Chicago’s offense has struggled to move the ball, however, and could offer relief for a Washington defense that was battered in consecutive losses against the NFC East rival Philadelphia Eagles and Dallas Cowboys. Here are five keys for the Redskins in Monday’s game:
The Eagles and Cowboys combined to convert 64 percent of their third downs against the Redskins, giving Washington the worst third-down defense in the league. Performances like that won’t win many games. Washington’s strength is, in theory, its defense, and that defense has to be able to get off the field. The Redskins have done a better job of that early in their first two games, but their play has appeared to fall off as games go on.
Chicago has the league’s third-worst offense in terms of yards, averaging just 263.5, and entered Week 3 with just 328 passing yards, fifth fewest in the league.

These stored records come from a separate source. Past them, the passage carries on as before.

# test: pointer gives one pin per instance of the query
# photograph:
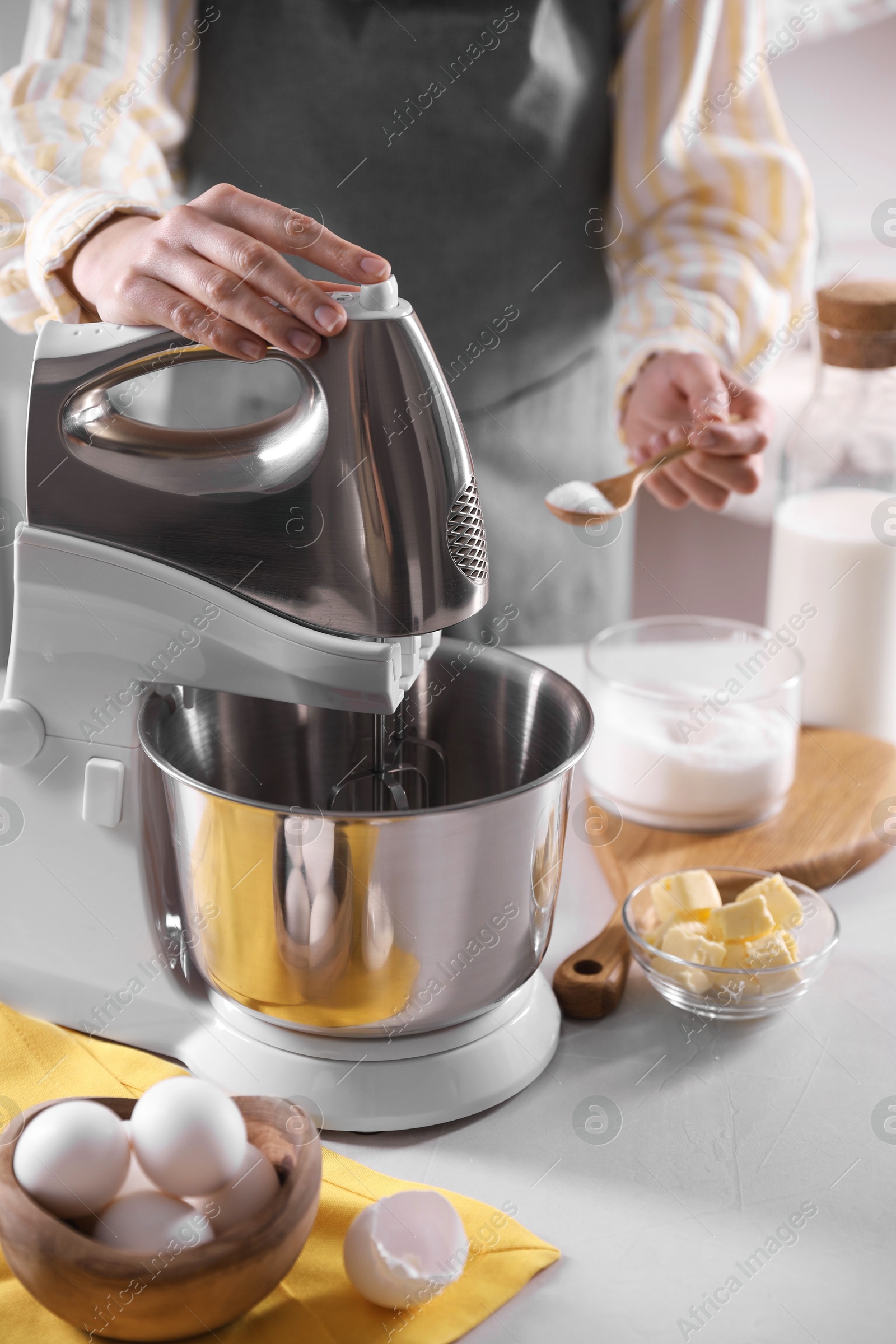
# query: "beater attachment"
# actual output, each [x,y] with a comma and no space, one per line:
[405,773]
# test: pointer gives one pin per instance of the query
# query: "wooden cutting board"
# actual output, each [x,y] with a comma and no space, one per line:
[827,830]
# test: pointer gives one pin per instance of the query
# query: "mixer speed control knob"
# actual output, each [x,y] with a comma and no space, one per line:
[22,733]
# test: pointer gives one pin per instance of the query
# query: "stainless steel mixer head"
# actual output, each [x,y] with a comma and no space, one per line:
[355,511]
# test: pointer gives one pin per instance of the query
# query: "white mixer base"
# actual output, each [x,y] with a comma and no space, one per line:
[460,1077]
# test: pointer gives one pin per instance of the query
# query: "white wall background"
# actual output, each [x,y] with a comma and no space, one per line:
[839,96]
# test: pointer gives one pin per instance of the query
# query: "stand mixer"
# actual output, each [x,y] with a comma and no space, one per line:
[254,815]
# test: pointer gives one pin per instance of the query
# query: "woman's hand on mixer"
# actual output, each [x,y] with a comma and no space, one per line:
[688,395]
[213,272]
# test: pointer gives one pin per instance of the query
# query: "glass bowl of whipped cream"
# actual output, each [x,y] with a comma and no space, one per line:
[696,720]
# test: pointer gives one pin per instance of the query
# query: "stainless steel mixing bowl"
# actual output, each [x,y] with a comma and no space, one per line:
[367,922]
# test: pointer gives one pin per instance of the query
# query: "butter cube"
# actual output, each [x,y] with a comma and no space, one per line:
[689,942]
[657,935]
[692,890]
[736,986]
[772,952]
[738,956]
[698,982]
[742,920]
[783,905]
[792,944]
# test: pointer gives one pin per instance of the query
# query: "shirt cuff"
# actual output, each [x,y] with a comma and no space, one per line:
[55,233]
[633,357]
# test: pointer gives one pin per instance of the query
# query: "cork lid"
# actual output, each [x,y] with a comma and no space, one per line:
[859,306]
[857,323]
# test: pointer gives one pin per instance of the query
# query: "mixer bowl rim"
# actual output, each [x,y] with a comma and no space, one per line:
[292,810]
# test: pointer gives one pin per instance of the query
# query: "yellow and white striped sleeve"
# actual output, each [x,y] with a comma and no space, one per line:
[713,202]
[90,123]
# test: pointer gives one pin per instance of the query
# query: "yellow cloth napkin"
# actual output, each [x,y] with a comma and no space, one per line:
[315,1303]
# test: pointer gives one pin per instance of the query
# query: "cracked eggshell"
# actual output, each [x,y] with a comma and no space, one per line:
[402,1245]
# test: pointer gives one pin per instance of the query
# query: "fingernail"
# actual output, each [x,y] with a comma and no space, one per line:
[328,318]
[304,343]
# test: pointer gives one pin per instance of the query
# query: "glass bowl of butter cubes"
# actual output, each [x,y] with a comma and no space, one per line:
[730,942]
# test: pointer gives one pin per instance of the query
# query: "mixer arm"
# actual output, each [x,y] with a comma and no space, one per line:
[95,627]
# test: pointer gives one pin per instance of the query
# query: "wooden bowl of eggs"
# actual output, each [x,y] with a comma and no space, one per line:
[160,1218]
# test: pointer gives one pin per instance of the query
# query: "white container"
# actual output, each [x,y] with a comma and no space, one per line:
[834,530]
[696,721]
[829,558]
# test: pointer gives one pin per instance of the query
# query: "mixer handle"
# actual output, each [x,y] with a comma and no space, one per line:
[273,455]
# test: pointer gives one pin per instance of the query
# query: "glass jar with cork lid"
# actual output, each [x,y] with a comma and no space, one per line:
[832,578]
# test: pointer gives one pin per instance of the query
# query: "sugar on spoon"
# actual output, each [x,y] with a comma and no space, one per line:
[581,503]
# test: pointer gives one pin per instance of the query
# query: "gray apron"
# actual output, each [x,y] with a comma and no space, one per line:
[470,146]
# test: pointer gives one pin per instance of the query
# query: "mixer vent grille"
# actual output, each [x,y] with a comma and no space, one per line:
[466,535]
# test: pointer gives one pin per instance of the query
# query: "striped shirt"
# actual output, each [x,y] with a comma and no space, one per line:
[711,223]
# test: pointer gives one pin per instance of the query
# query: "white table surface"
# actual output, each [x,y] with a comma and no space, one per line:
[727,1130]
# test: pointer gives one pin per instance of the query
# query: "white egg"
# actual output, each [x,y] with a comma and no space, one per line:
[73,1158]
[146,1224]
[254,1186]
[405,1245]
[189,1136]
[136,1180]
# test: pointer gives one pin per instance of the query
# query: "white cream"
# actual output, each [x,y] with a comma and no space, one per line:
[580,498]
[698,754]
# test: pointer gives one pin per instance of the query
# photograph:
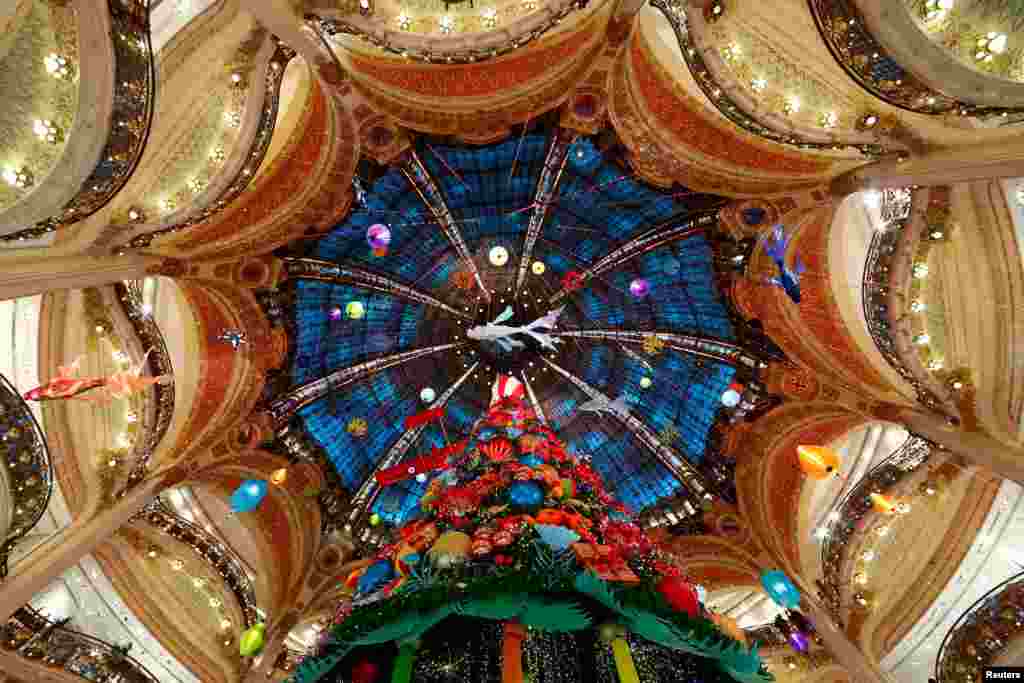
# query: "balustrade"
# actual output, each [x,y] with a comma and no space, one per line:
[849,512]
[36,638]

Monday is an ideal time for the struggling Washington pass defense to find itself.
The Redskins didn’t generate much of a pass rush in their first two games. But they were going up against two of the NFL’s best offensive lines and facing quarterbacks who can pick apart secondaries. Chicago’s line hasn’t been nearly as good as the ones in Philadelphia and Dallas, and quarterback Mitchell Trubisky has struggled, with a passer rating of 65.0 and no touchdown throws.
Washington has not gotten the surge it hoped to generate up the middle since Jonathan Allen went down in the season opener, and the outside rushers, including rookie Montez Sweat, haven’t made an impact. This could be a chance for them to come to life.

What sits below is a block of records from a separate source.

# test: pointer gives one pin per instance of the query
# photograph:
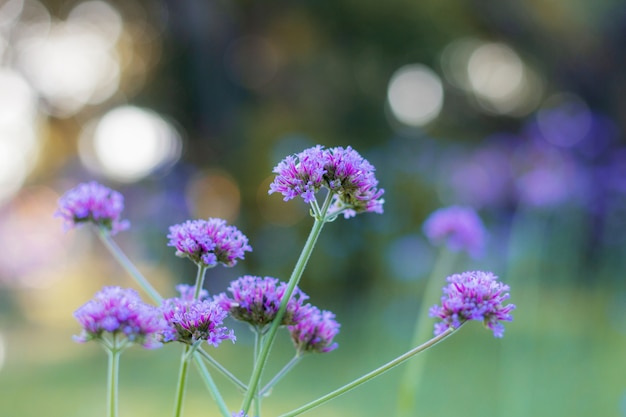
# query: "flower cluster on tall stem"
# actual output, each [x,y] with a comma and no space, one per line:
[209,242]
[342,171]
[473,295]
[191,320]
[94,203]
[256,300]
[120,312]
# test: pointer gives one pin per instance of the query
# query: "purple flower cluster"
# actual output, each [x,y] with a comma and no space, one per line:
[473,295]
[341,170]
[189,320]
[315,332]
[208,242]
[256,300]
[95,203]
[459,228]
[120,311]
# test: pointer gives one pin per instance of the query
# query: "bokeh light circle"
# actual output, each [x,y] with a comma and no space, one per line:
[415,95]
[128,143]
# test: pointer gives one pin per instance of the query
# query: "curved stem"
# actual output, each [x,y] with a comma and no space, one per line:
[291,285]
[410,382]
[371,375]
[293,362]
[121,257]
[206,376]
[201,352]
[258,340]
[112,377]
[182,379]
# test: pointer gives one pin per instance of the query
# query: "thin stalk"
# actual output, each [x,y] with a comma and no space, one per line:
[291,285]
[223,370]
[413,374]
[121,257]
[199,280]
[293,362]
[371,375]
[258,340]
[182,379]
[206,376]
[112,378]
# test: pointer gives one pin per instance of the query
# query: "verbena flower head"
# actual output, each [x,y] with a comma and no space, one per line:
[459,228]
[473,295]
[256,300]
[120,311]
[209,242]
[341,170]
[190,320]
[315,332]
[94,203]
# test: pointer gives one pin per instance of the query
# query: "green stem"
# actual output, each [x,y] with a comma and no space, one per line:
[206,376]
[112,378]
[293,282]
[121,257]
[367,377]
[293,362]
[258,339]
[182,379]
[199,280]
[413,375]
[223,370]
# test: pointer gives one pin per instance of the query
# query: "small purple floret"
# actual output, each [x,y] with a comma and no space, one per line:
[190,320]
[209,242]
[92,203]
[256,300]
[473,295]
[341,170]
[459,228]
[120,311]
[315,332]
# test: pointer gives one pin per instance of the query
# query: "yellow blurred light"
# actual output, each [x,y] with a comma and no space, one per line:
[2,351]
[12,169]
[17,98]
[128,143]
[415,95]
[71,65]
[495,71]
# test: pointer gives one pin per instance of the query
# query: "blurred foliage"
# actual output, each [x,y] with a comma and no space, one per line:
[320,75]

The Bears pass rusher has just one sack and one forced fumble, but he is a game-changing talent. He will be a test for the rebuilt left side of the Redskins’ offensive line: Tackle Donald Penn and guard Ereck Flowers have held up reasonably well in the first two games.
Washington quarterback Case Keenum has hit on some big plays and has shown he can be elusive. But he can’t be distracted by looking out for Mack. If the Redskins can neutralize him, they should have a chance to move the ball.
The Redskins’ running game has struggled, and with tight end Jordan Reed still a question mark as he recovers from a concussion, their best offensive moments have come from several big throws. Rookie wide receiver Terry McLaurin has proved to be a dangerous deep threat, and coaches believe it’s only a matter of time before Trey Quinn, Paul Richardson Jr. and Kelvin Harmon break out.
Already, they are finding ways to use speedy wideout Steven Sims Jr. as both a pass catcher and runner. Against an aggressive Bears defense, they will have to hit on some long throws and find creative ways to get the ball into the hands of their quick, young wide receivers.
Win the field position battle
It can be argued that Washington’s most important player is punter Tress Way, who continues to give the Redskins a chance by booting opponents into terrible starting positions. Way ranks first in the NFL in average yards per punt and second in net average. This shapes up to be the kind of game in which field position will be significant.
Last week, Washington did a good job of forcing Dallas to start deep in its own territory. The Cowboys, however, marched right through the Redskins’ defense. Chicago doesn’t have the same kind of offense. If the Redskins can force the Bears to start drives close to their own end zone and the defense can improve on third down, they have a chance to give their offense a major field-position boost.